Le temps s’accélère
Fondu enchaîné de nuages gris clair dans le ciel qui s’étire et vire au flou, à l’humide, au vaporeux, ce qui aussitôt rehausse les verts encore vifs des prés et amplifie les chants d’oiseaux qui ont repris, depuis quelque temps. Le héron gris tourne lentement autour de la gouille, maître des horloges et du lieu. Les coulemelles s’épanouissent en larges assiettes fumées, craquelées — ma mémoire sur un plat. On voit aussi dans le pré les taches blanches d’énormes vesses de loup que je me décide à aller voir de près, bifurquant donc à l’improviste en passant au pied du grand châtaignier que je ne vois d’ordinaire que de biais, depuis le chemin, et dont je m’aperçois qu’il est en fait composé d’un enchevêtrement de huit troncs.

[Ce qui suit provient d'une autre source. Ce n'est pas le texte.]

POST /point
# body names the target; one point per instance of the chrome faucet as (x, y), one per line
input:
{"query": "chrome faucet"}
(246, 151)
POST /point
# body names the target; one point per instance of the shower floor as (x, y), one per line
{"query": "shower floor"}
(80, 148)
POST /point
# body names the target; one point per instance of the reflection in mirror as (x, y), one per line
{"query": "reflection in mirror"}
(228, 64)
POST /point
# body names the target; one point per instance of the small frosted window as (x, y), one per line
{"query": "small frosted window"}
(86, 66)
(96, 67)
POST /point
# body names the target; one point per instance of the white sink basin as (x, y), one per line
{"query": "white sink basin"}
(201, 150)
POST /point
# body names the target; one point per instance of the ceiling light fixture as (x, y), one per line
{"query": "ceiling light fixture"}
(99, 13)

Je palpe et photographie les champignons déjà un peu vieux, plus du tout fermes, dont le ventre ouvert laisse voir l’intérieur jaune comme celui d’un œuf. Dans le repli du pré broute un jeune chevreuil qui ne nous a pas senti venir et dont la présence provoque d’abord chez Nouchka une sorte de stupeur, « non mais, c’est pas possible enfin, vous avez vu, je rêve ? », la frénésie habituelle ne se déclenchant que lorsque l’animal s’enfuit. Les aboiements provoquent en écho le cri d’alerte du geai ainsi que celui du coq.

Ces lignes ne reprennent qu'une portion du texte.